Things have changed. Millennials own less cars than previous generations. Notorious traffic jams, CO2 pollution and parking problems make car ownership in cities difficult, and smartphone- based ride-hailing services such as Uber make it less necessary.
Car ownership is also very ineffective. By most estimates, cars are used – that is, occupied and driven – just 5 per cent of their time. For almost all of its lifespan, a car is just parked on valuable city space which could instead be used for bike lanes, patios or gardens.
But practical considerations are just one part of what makes people want things. For baby boomers, car ownership was essential, a concept imbued with positive connotations: freedom, independence, individuality, status. Car designers came up with forms suggesting power and speed to maintain the emotional idea of automobiles. But for millennials, growing up with car sharing and Uber, car ownership has become just one of several alternatives.
Autonomous driving, while still not flawless, is becoming more safe. In public transport, only a minority of trains and buses offer the same degree of privacy as a private car. Still, if connections work, public transport makes great sense for rides which too short to fly and too long to effortlessly drive in a car.
Future transport could offer a similar degree of convenience as a privately owned car while at the same eliminating its glaring inefficiencies – its low usage rate, traffic jams, CO2 emissions, the difficulty of finding parking space, and the danger of traffic accidents.

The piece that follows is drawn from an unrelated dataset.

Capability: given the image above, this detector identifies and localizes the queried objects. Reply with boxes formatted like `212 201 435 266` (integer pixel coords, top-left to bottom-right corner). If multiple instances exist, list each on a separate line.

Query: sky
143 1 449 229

Based on fractional ownership, future transport could be intelligent, autonomous, flexible, emission-free, and convenient. The way car companies operate today is still fundamentally based on car ownership. Once technology, design and business design are combined to offer a more attractive alternative, the entire business model of car companies – the ways cars are designed, produced, marketed and sold – might change to focus instead on usership.